Tania Oldenhage
Radiopredigt

SRF-Radiopredigerin Tania Oldenhage: Alles wird gut

Ein Graffiti mitten in Zürich, das nach wenigen Tagen wieder verschwindet, regt SRF-Radiopredigerin Tania Oldenhage zum Nachdenken an. Sie erkennt die Aussage des Graffitis wieder in der Bibel, bei Juliana von Norwich und bei Begegnungen im Alltag. Tania Oldenhage sagt «drei grosse Worte, die wie Musik sind an einem schweren Tag».

Tania Oldenhage*

Anfang Januar sah ich mitten in Zürich ein Graffiti. Drei Worte in schwarzer Farbe gesprayt an eine Häuserwand: Alles wird gut. Ich sass im Tram und fuhr daran vorbei. Es war seltsam: Allein der Anblick der Worte beruhigte mich. Alles wird gut. Ich weiss nicht mehr, was genau los war an dem Tag. Die Nachrichten brachten sicher nichts Gutes und wahrscheinlich hatte auch ich ein paar Sorgen. Dennoch: Drei Worte in grosser Schrift auf einer Häuserwand hatten für mich eine solche Anziehungskraft, eine Ausstrahlung, die war stärker als manche Kirche. Ein paar Tage später stellte ich fest, dass das Graffiti weg war.
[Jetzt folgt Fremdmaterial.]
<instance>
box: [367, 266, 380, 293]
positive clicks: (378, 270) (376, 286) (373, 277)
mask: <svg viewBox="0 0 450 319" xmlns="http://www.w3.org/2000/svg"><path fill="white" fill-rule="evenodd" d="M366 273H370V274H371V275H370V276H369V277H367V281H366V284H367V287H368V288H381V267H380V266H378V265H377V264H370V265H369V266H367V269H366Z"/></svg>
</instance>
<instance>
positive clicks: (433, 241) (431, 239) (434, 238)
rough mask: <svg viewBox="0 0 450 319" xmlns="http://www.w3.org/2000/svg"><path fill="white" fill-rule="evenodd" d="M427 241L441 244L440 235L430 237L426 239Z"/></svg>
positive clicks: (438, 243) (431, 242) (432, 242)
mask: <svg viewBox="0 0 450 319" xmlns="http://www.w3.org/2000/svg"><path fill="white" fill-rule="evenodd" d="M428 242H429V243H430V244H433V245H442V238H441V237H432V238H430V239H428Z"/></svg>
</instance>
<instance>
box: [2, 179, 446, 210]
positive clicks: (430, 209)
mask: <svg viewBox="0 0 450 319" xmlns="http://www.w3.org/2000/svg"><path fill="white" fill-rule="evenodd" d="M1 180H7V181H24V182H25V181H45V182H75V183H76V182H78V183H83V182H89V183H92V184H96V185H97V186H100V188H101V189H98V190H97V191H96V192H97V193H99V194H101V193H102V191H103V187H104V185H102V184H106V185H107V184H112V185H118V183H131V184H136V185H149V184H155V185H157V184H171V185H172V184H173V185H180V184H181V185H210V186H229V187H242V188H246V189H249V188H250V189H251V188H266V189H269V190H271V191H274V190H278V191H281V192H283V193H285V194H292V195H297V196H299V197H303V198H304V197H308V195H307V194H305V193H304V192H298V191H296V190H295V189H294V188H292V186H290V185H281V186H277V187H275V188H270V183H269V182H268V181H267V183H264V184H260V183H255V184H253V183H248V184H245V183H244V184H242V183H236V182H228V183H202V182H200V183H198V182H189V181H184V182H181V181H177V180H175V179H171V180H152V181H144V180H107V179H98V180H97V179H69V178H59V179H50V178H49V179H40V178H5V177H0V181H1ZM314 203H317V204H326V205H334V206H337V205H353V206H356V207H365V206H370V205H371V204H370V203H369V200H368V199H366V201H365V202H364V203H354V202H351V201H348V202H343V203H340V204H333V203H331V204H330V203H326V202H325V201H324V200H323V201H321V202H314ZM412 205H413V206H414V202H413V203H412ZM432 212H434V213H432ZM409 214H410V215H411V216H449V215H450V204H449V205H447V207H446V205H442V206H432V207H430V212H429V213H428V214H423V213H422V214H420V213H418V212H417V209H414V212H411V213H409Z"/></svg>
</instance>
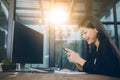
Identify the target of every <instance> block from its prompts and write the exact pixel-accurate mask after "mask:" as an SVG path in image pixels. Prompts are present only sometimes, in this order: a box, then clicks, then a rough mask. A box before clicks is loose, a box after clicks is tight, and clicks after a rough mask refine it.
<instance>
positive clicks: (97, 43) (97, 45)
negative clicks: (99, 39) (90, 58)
mask: <svg viewBox="0 0 120 80" xmlns="http://www.w3.org/2000/svg"><path fill="white" fill-rule="evenodd" d="M95 45H96V47H97V49H96V51H98V47H99V40H98V39H97V40H96V42H95Z"/></svg>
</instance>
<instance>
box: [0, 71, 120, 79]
mask: <svg viewBox="0 0 120 80" xmlns="http://www.w3.org/2000/svg"><path fill="white" fill-rule="evenodd" d="M0 80H120V78H115V77H108V76H102V75H93V74H69V75H68V74H56V73H25V72H0Z"/></svg>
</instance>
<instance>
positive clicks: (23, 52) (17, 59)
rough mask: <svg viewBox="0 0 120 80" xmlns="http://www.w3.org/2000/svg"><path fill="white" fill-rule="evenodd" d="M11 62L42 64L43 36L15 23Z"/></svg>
mask: <svg viewBox="0 0 120 80" xmlns="http://www.w3.org/2000/svg"><path fill="white" fill-rule="evenodd" d="M12 62H14V63H31V64H34V63H35V64H39V63H43V34H41V33H40V32H37V31H35V30H33V29H31V28H28V27H27V26H25V25H23V24H20V23H18V22H15V28H14V38H13V54H12Z"/></svg>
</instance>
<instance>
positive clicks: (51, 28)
mask: <svg viewBox="0 0 120 80" xmlns="http://www.w3.org/2000/svg"><path fill="white" fill-rule="evenodd" d="M119 13H120V0H0V62H1V63H2V60H3V59H5V58H8V60H10V61H11V58H12V55H13V44H14V41H13V39H14V28H15V27H17V26H15V25H14V23H15V22H19V23H20V24H22V25H24V26H27V27H28V28H30V29H32V30H35V31H37V32H39V33H42V34H43V35H44V39H43V63H37V64H33V63H25V64H24V66H23V68H24V69H29V68H30V67H41V68H46V67H56V68H69V69H71V70H77V69H76V66H75V65H74V64H73V63H70V62H69V61H68V59H67V56H66V54H65V53H64V50H63V47H67V48H70V49H72V50H74V51H76V52H78V53H79V54H80V55H81V56H82V57H83V58H86V55H87V50H86V48H87V47H86V46H85V45H86V42H85V41H84V40H83V39H82V36H81V34H80V32H79V29H78V28H77V27H78V24H79V22H80V20H81V19H82V18H83V17H84V16H86V15H95V16H97V17H98V18H99V19H100V20H101V22H102V23H103V25H104V27H105V29H106V30H107V31H108V33H109V34H110V36H111V38H112V39H113V41H114V42H115V44H116V46H117V47H118V49H119V50H120V15H119ZM21 48H22V47H21ZM28 55H29V53H28Z"/></svg>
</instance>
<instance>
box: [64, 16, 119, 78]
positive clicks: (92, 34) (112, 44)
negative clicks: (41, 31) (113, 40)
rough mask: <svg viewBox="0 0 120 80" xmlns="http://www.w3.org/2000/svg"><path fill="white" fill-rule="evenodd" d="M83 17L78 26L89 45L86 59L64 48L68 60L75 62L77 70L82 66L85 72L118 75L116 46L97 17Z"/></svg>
mask: <svg viewBox="0 0 120 80" xmlns="http://www.w3.org/2000/svg"><path fill="white" fill-rule="evenodd" d="M84 19H85V20H83V21H82V22H81V24H80V25H79V27H80V31H81V33H82V36H83V38H84V40H85V41H86V42H87V43H88V45H89V52H88V56H87V59H86V60H85V59H83V58H82V57H81V56H79V54H78V53H77V52H74V51H71V50H70V49H67V48H66V50H67V52H65V53H66V54H67V55H69V57H68V60H69V62H72V63H74V64H76V66H77V67H78V69H79V70H81V67H82V70H83V71H85V72H87V73H92V74H101V75H108V76H116V77H120V53H119V51H118V49H117V47H116V46H115V44H114V43H113V42H112V39H111V38H110V37H109V35H108V33H107V32H106V31H105V29H104V27H103V25H102V23H101V22H100V20H99V19H98V18H97V17H95V16H86V18H84ZM88 21H89V22H88Z"/></svg>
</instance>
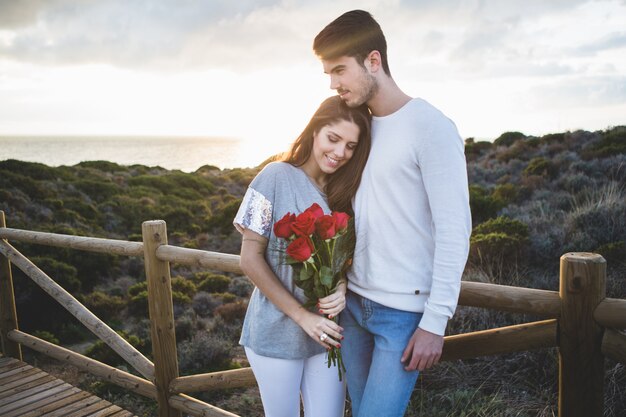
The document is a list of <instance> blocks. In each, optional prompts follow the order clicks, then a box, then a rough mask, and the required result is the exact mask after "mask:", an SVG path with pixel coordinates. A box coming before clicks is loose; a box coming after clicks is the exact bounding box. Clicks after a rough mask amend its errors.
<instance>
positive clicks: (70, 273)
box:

Blick auf die Altstadt von Zürich mit ihren Kirchen.
Blick auf die Altstadt von Zürich mit ihren Kirchen.

Doch die Worte tauchten wieder auf, an ganz verschiedenen Orten. Oder vielleicht fielen sie mir auch jetzt erst richtig auf: Alles wird gut, stand auf Karten und Buchzeichen, es gibt Schlüsselanhänger mit dem Satz und T-Shirts, sogar Wärmeflaschen. Alles wird gut. Ich schreibe die Worte auf Notizzettel, in meinen Computer, einfach so, probiere sie aus, lasse mich einfangen von ihnen. Lasse mich bezirzen.
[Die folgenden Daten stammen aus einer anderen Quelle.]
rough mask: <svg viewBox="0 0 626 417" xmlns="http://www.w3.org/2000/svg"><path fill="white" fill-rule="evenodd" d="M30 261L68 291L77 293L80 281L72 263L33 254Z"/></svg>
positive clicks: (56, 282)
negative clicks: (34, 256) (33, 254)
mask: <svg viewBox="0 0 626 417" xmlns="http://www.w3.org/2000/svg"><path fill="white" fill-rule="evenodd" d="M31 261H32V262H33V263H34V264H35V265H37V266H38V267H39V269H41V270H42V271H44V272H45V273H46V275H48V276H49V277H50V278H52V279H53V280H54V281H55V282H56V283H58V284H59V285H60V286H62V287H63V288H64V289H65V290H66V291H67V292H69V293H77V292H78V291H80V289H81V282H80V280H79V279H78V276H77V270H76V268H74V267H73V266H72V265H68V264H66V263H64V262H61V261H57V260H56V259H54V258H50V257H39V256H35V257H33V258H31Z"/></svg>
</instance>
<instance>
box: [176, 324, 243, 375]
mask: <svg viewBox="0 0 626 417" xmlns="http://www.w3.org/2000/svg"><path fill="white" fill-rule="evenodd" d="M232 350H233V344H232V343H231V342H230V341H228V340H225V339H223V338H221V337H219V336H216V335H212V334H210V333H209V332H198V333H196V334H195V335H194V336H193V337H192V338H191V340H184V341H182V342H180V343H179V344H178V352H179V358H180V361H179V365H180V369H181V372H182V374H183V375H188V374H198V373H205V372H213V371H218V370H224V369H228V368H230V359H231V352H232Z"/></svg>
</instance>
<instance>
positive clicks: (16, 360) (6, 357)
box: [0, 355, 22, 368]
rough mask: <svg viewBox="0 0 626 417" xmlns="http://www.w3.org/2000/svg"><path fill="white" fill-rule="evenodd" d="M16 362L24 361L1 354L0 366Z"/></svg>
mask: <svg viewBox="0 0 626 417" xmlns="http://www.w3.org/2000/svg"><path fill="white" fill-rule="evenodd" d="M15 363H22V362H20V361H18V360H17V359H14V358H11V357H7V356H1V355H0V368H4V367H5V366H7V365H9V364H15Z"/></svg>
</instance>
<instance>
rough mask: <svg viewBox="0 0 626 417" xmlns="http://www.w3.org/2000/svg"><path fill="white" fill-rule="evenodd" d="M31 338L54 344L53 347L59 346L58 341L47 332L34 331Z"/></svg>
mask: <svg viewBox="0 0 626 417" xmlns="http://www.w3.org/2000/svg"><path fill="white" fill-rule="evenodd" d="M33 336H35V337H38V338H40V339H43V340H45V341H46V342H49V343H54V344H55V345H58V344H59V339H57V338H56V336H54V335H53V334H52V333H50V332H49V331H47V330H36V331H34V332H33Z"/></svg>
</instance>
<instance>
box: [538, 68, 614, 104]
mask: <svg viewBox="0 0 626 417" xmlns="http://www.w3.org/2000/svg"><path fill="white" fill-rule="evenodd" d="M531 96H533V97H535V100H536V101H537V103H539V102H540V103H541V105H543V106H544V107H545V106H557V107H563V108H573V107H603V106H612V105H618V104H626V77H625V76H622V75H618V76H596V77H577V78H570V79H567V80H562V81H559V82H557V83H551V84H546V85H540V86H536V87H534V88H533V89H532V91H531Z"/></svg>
Wenn ich anfange darüber nachzudenken, wird es schwierig. Was wollen mir die Worte sagen? Dass der Krieg aufhört und der Streit und der Hass? Und die Erderwärmung und das Artensterben? Dass die Krankheit aufhört und die Einsamkeit? Beziehe ich die Worte auf meine persönlichen Sorgen oder auf den Zustand des Planeten? Oder sind die Worte noch grösser angelegt?

Dass irgendwann am Ende alles gut wird, ist auch ein Glaubenssatz. Er wurde uns überliefert, in der Bibel ist vom Reich Gottes die Rede. Wann es kommt? Niemand weiss es. Im Buch der Offenbarung wird eine Stadt beschrieben, in der kein Unrecht mehr herrscht, keine Traurigkeit, keine Klage, kein Schmerz. Schön klingt das, aber auch sehr weit weg.

Vielleicht kommt es drauf an, wer diese Worte spricht und von wem wir sie uns sagen lassen. Alles wird gut, sagte meine Mutter zu mir, vor langer Zeit, als es mir wirklich schlecht ging. Alles wird gut, sagte sie, und ich wusste genau, dass das nicht der Wahrheit entsprach. Und sie wusste so gut wie ich, dass das Elend am nächsten Tag wieder weitergehen würde. Aber nie wäre ich auf den Gedanken gekommen, dass sie lügt. Sie wollte mich trösten, und ich liess mich trösten. Bis heute spüre ich die Kraft, die mir das gab.

Tania Oldenhage
Tania Oldenhage

Alles wird gut, sagte die Frau vom Hospiz zu meiner totkranken Tante und meine Tante wusste, dass sie sterben würde. Trotzdem war sie so dankbar für die Worte. Für die Zuwendung, die in ihnen steckte.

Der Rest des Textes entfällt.